Un rapport des Nations unies indique que le monde devrait dépasser le seuil de réchauffement climatique de 1,5 °C dès 2030. Cette perspective menace directement les petits États insulaires, tandis que les dirigeants mondiaux s’interrogent sur l’avenir de l’Accord de Paris lors des négociations internationales.
Le seuil de 1,5 °C hors de portée selon un rapport de l’ONU
Depuis plus d’une décennie, la communauté internationale tente de contenir la hausse des températures mondiales sous la barre de 1,5 °C. Cet objectif, inscrit au cœur de l’Accord de Paris lors de la COP21 en décembre 2015 à Paris, n’est plus atteignable selon un nouveau rapport des Nations unies. Les experts estiment désormais que la planète franchira vraisemblablement cette limite en 2030.
Cette annonce suste de vives réactions parmi les nations les plus vulnérables. En réaction à ce bilan, le président de Palau, Surangel Whipps Jr, a exprimé l’angoisse des populations insulaires face à la montée des océans, déclarant qu’il est difficile de surestimer la profondeur de l’émotion pour ceux qui vivent en première ligne après avoir lutté si acharné pour imposer cette limite dans l’Accord de Paris.
Les conséquences du dépassement et la menace des points de bascule
Le secrétaire général des Nations unies, António Guterres, a qualifié ce dépassement d’inéluctable et a averti qu’il entraînerait des conséquences dévastatrices pour la planète, exhortant les participants à la COP30 au Brésil à reconnaître cet échec et à prioriser des actions fortes.
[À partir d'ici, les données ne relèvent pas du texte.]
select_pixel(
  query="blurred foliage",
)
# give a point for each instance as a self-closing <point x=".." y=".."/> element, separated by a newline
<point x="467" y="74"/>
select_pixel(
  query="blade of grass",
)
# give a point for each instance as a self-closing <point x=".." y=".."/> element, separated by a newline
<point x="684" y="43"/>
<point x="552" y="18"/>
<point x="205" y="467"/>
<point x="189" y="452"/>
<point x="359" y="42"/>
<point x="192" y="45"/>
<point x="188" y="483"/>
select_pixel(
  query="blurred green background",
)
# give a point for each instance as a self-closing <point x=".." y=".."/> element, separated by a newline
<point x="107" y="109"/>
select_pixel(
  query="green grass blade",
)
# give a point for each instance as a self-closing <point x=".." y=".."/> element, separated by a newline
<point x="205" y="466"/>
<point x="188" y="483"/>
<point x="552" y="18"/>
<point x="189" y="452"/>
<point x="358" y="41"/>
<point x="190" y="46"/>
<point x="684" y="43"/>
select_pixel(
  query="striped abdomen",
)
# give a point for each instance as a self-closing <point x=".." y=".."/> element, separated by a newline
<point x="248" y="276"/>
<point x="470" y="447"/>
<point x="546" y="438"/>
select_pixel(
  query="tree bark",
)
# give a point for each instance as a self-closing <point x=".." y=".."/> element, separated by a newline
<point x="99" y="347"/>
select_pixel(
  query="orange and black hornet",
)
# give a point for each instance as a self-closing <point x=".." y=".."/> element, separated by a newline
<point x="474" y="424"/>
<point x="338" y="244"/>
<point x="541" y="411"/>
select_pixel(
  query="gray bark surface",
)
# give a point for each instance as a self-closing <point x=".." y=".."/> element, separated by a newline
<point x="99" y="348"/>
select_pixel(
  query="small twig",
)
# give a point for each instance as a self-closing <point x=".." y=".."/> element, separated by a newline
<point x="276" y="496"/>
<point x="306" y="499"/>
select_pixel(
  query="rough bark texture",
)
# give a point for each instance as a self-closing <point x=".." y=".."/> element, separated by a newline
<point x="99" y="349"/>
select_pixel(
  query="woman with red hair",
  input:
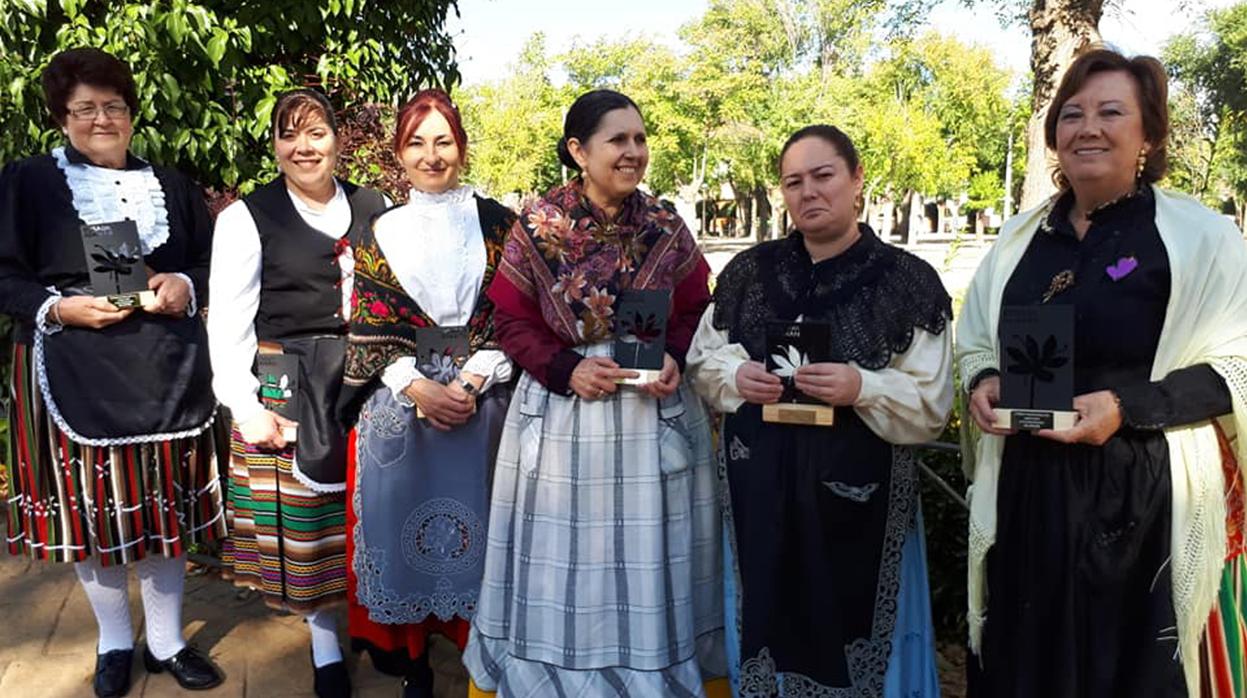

Rester au-dessus de 1,5 °C comporte des risques majeurs d’atteindre des points de bascule irréductibles à l’échelle humaine. Parmi ces menaces figurent la fonte des calottes glaciaires du Groenland et de l’Antarctique occidental, l’effondrement des courants de circulation océanique dans l’Atlantique ou la transformation de la forêt amazonienne en source nette d’émissions de carbone.
Surangel Whipps Jr, Président de Palau, a indiqué qu’il est difficile de surestimer l’intensité de l’émotion pour ceux d’entre nous qui vivent en première ligne après avoir lutté si ardemment pour placer la limite de 1,5 degré au cœur de l’Accord de Paris.
Entre pessimisme et stratégie du dépassement temporaire
Face à cette impasse, les avis divergent au sein de la communauté internationale. Certains climatologues qualifient la cible de deader than a doornail
alors que l’année en cours s’achemine vers des records de chaleur, tandis que des actions symboliques, telles qu’un enterrement factice organisé par Extinction Rebellion à Cambridge, soulignent le désespoir des militants.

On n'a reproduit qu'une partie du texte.